We had been looking forward to sitting among the piles of human excrement that is reported to be at the Pitta site at Fort Aguada. However, it wasn't nearly as bad as expected, with only the odd dollop and wandering canine to be wary of. We were lucky - just after the light had become half reasonable, we found the Pitta twice on the left hand side of the path, under cover of bushes. Despite having made ourselves rather comfortable for a return and photo shoot, the Pitta did not appear in the next hour, although Orange-headed Thrush came to within a few feet, Blyth's Reed Warbler did a regular circuit, and Ashy Prinia appeared twice. Just before we were about to leave, we found the Pitta briefly again on the other side of the path. A very nice bird, and perhaps a lot bigger and more rotund than we had expected. There is a possibility that there are actually two birds here!
Before covering Carambolin lake, we tried the small wood nearby that is supposed to hold Brown Hawk-Owl. The wood is bounded on one side by an expanse of open water and muddy fields, and the other by dry farmland with reeded marsh and lagoons behind. The wood itself is owned by an old lady in the first house on the left, and she apparently is the landlady to the few households nearby. The copse area is quite active for birdlife, and the open land around alive with Egrets, waders, and Larks. Many raptors, almost all Kites, are overhead. One of the pair of Hawk Owls died last week, probably an explanation for its partners absence in the last couple of days, although the old lady apparently either heard or saw it the previous evening. No disappointments here, though. A pair of Spotted Owlets were at the nest hole, and one of local boys found a Jungle Owlet roosting on a branch. The wood deserves a little more time than a short Owl watch, and we subsequently found Banded Bay Cuckoo, Black-rumped Flameback, Golden & Black-hooded Oriole, and Tailorbird.
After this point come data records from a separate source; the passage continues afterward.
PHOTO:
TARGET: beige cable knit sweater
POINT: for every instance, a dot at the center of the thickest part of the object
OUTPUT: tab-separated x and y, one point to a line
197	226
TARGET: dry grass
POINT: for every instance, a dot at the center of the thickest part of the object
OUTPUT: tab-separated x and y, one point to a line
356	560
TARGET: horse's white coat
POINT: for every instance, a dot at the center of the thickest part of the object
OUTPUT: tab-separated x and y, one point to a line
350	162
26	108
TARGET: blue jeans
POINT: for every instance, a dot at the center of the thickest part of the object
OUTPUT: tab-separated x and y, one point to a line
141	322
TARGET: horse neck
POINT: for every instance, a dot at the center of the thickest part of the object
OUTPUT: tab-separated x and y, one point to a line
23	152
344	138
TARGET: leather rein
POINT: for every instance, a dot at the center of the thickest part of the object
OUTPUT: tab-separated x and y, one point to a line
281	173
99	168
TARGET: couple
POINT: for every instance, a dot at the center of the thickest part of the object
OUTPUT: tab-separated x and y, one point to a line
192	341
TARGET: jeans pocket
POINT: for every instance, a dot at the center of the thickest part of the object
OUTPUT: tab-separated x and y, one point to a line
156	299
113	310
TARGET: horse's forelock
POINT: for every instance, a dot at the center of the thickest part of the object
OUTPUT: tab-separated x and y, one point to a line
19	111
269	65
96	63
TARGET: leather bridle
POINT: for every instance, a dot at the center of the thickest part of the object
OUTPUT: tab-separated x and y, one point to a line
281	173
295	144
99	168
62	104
We spent a short time on the open fields - the south side held a rash of mainly Great White Egret and other waders, on the north side Malabar Larks, a few Stonechats, and Wooly-necked Stork riding the thermals with the Kites.
Carambolin Lake makes Minsmere look like Teesside on a bad day. It is very large (perhaps 400m across), with lush green paddyfields to the south, bounded by a recently constructed railway to the west, and trees to the east and north. The lagoon itself is much different from those in Britain, being covered in the main by floating vegetation. Even the open areas of water are criss-crossed by grasses and other water plants. The view of the lake from the south side is magnificent, particularly later in the afternoon, when the sun is behind you. Absolutely masses of birds can be seen, with most concentrated on the more open water. Most numerous are Lesser Whistling Duck and Purple Swamphen, which both number in the hundreds, or possibly over a thousand in the case of the ducks. Amongst these are many Egrets and both types of Jacana.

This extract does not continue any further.